Ironically, the Poesie presented women in exactly the opposite way to what we saw in “By Her Hand” at the Wadsworth Athenaeum. The female subjects of these paintings exist in relation to men and are, at best, ignored by their male companions. At worse, they suffer sexual violence at their hands. Only one, the Danaë, depicts two women with no male presence.
Although the works are undeniable masterpieces, I found myself disturbed by their images. While we cannot judge the culture of the Spanish royal court of 400 years ago, we also cannot overlook how far we have come since then. We are children of our time, people of the 21st century, and, at least for me, feminists in outlook.
Although the title of the show is “Women, Myth and Power,” these women have no power. Titian’s paintings display them naked, vulnerable, and victimized.

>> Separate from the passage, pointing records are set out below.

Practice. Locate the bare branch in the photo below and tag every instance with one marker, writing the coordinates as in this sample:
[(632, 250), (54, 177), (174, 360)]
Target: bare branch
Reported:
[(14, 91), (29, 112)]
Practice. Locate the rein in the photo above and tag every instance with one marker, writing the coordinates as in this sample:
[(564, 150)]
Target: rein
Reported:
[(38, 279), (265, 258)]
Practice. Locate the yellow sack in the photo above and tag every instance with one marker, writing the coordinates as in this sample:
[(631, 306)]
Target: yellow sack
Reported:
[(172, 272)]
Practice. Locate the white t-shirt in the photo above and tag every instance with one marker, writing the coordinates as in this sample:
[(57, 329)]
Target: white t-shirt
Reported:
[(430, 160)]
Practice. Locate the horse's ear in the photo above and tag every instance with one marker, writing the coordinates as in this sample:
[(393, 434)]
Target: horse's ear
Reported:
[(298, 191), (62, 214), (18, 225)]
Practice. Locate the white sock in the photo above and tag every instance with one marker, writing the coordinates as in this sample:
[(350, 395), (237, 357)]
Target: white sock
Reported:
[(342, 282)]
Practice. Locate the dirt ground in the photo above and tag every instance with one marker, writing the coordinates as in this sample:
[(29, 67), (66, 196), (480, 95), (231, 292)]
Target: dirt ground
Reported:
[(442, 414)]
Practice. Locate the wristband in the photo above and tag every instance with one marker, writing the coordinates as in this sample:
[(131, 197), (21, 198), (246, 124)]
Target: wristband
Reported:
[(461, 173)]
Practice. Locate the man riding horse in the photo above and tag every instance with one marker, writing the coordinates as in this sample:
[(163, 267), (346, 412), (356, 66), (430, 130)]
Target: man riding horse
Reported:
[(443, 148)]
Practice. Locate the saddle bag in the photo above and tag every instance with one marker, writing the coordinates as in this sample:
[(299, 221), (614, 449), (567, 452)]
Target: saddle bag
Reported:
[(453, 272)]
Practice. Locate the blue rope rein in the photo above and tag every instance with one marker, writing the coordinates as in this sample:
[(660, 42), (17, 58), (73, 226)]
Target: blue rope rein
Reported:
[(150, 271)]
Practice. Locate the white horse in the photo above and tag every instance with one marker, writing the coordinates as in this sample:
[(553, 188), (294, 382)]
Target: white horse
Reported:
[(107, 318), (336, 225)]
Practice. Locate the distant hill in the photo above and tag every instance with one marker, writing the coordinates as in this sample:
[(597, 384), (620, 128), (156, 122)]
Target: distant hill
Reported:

Unlike Philip II, we no longer see such images of rape and other violence against women as acceptable parts of a male-dominated culture. I can only imagine what Artemesia Gentileschi would have thought of these collected paintings.
Would she have shown Europa actively resisting Zeus’s bull instead of being passively carried away while her women wail helplessly on the far shore? Would she have depicted a clothed Venus standing firm and forcefully keeping Acteon in place instead of naked and reclining off balance? I doubt Ms. Gentileschi would have painted the story of Diana and Callisto at all.
Three Exhibits to End the Year
There you have it: three fascinating art exhibits that not only expanded my knowledge and experience but caused me to think and wonder. If I can find three more of such power and importance in 2022, it will make the coming year something to look forward to.